Strong Scaling (Thread Count)¶
Strong scaling tests measure how performance improves when using more threads on a fixed problem size. These benchmarks show the parallel efficiency of Synthesizer’s OpenMP implementation for computationally intensive operations.
The performance should scale with the number of threads used, up to the number of physical cores on your machine. Beyond the physical core count, you may see diminishing returns due to hyperthreading overhead.
Note that super-linear scaling can appear in low-cost operations due to run-to-run variance, cache effects, and scheduling overheads becoming less dominant. These cases should be interpreted as measurement noise around near-linear scaling, not as true algorithmic better-than-linear scaling.
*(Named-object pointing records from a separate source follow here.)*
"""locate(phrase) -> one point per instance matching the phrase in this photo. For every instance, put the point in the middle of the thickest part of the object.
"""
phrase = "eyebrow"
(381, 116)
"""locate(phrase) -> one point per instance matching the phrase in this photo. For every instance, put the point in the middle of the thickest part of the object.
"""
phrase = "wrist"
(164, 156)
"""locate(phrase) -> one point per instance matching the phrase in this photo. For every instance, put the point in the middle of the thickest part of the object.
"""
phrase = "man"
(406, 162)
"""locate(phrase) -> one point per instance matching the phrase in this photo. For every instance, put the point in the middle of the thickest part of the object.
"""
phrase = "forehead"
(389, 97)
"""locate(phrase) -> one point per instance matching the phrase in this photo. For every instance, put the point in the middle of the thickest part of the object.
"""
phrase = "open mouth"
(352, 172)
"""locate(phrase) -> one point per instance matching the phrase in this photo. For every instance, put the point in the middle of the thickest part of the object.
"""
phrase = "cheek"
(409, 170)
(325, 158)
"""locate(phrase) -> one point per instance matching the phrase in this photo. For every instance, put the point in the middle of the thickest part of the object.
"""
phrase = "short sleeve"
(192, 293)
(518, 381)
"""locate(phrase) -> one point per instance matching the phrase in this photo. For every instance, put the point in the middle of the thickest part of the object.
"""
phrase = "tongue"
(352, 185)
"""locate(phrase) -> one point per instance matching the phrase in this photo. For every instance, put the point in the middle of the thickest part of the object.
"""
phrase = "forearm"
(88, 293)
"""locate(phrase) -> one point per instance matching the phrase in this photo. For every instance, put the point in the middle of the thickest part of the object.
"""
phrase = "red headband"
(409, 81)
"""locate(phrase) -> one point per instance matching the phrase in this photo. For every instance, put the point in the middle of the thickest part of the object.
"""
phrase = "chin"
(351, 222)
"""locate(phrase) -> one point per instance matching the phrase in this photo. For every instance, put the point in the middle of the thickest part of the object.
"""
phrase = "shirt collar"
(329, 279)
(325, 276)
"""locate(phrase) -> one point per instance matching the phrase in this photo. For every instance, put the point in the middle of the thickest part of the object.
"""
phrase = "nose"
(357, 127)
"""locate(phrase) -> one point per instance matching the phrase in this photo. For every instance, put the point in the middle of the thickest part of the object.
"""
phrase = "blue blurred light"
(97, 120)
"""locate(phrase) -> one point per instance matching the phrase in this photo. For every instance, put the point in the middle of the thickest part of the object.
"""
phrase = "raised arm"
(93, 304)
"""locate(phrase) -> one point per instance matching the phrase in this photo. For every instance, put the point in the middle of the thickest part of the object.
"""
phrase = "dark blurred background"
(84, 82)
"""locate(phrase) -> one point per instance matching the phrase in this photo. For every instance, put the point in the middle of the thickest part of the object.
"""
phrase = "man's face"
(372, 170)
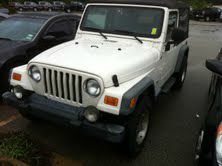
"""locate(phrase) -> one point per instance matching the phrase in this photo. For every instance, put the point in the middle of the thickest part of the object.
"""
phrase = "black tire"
(181, 76)
(68, 10)
(134, 142)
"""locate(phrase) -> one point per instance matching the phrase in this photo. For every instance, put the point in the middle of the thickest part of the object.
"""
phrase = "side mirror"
(178, 35)
(48, 38)
(214, 65)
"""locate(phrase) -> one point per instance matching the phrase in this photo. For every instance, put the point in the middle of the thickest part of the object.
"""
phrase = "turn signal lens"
(111, 101)
(219, 129)
(132, 103)
(16, 76)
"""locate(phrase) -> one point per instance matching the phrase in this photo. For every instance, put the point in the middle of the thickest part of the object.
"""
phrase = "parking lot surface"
(175, 120)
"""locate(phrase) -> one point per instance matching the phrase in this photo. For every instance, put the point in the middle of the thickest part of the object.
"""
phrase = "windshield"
(20, 29)
(142, 22)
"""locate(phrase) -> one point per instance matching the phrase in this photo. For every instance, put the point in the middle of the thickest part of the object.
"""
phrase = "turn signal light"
(16, 76)
(132, 103)
(111, 101)
(219, 129)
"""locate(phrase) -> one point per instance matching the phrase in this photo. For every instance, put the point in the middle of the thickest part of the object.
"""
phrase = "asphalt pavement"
(175, 120)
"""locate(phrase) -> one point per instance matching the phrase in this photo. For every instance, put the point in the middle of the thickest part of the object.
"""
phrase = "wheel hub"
(142, 128)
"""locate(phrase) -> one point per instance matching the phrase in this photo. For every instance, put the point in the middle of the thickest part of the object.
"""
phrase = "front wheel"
(137, 127)
(181, 76)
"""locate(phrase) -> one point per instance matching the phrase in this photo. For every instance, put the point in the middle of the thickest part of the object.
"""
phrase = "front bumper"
(41, 107)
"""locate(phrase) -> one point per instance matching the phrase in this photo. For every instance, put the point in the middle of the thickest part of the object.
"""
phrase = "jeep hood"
(102, 58)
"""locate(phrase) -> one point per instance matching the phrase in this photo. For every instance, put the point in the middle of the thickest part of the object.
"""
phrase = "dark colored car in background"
(209, 144)
(58, 5)
(4, 10)
(208, 14)
(25, 35)
(74, 6)
(16, 5)
(44, 5)
(3, 16)
(29, 5)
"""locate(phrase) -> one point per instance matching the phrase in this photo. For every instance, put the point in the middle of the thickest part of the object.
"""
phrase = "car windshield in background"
(20, 29)
(136, 21)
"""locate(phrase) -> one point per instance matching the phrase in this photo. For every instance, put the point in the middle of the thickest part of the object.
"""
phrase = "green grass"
(19, 146)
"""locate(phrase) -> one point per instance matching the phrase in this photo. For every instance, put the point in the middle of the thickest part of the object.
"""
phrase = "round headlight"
(18, 92)
(92, 87)
(35, 73)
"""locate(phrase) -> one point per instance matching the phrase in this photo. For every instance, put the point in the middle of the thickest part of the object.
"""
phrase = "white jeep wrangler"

We use averaging and a low-threshold filter to reduce clutter, but small operations remain noisier than dominant kernels.
All tests were run on AMD EPYC 7542 32-Core Processor hardware with up to 32 threads.
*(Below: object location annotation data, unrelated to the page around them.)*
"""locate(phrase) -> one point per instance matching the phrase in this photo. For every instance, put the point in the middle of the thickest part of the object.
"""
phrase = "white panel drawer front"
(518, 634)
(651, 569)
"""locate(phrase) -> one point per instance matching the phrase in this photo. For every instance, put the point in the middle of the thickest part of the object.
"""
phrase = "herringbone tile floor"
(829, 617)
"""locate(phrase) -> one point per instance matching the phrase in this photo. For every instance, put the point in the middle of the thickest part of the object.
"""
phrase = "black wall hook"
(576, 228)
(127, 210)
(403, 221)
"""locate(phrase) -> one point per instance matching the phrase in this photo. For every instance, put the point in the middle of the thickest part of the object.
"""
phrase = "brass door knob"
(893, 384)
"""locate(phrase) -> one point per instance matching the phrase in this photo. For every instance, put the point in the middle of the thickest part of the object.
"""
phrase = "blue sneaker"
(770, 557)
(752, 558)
Integrated Spectra Scaling¶
Generating integrated (galaxy-level) spectra from 1,000,000 stellar particles with varying thread counts.
python strong_scaling_int_spectra.py --basename exclusive_docs --nstars 1000000 \
--max_threads=32 --average_over 10 --low_thresh 0.01
Particle Spectra Scaling¶
Generating per-particle spectra from 10,000 stellar particles with varying thread counts.
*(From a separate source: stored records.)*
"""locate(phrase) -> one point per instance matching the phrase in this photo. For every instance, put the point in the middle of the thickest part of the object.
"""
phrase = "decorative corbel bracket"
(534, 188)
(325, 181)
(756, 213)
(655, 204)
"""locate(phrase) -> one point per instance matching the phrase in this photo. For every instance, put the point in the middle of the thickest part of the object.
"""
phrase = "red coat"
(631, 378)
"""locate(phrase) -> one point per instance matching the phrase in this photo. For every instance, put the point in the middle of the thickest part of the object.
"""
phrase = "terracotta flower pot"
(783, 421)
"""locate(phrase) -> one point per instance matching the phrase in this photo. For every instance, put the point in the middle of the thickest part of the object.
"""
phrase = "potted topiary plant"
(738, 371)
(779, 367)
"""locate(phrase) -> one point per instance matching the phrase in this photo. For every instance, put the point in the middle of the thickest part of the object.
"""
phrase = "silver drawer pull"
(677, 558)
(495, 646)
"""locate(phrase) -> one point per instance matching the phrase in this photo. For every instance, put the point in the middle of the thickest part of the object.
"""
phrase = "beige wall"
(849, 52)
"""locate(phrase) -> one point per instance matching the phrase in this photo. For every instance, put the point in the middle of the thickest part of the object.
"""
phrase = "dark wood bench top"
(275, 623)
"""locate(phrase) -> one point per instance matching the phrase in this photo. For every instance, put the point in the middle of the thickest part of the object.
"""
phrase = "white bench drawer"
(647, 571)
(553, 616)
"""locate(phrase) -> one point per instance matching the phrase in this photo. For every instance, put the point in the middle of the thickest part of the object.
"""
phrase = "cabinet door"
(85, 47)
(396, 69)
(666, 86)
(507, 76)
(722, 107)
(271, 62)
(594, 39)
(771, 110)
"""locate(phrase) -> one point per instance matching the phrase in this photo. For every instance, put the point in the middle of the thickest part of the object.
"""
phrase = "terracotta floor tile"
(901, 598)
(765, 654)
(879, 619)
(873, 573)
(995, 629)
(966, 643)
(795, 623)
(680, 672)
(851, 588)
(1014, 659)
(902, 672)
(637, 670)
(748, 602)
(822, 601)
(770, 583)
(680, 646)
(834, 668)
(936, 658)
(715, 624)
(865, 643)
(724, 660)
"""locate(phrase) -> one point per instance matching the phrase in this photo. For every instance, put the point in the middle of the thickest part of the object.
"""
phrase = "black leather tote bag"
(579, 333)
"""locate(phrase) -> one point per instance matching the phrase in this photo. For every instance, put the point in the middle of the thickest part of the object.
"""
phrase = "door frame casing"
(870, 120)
python strong_scaling_part_spectra.py --basename exclusive_docs --nstars 10000 \
--max_threads=32 --average_over 10 --low_thresh 0.01
Line-Of-Sight (LOS) Column Density Scaling¶
Computing LOS column densities for 1,000,000 star and 1,000,000 gas particles with varying thread counts.
python strong_scaling_los_col_den.py --basename exclusive_docs --nstars 1000000 \
--ngas 1000000 --max_threads=32 --average_over 10 --low_thresh 0.01
Smoothed Imaging Scaling¶
Generating smoothed images from 10,000 stellar particles with varying thread counts.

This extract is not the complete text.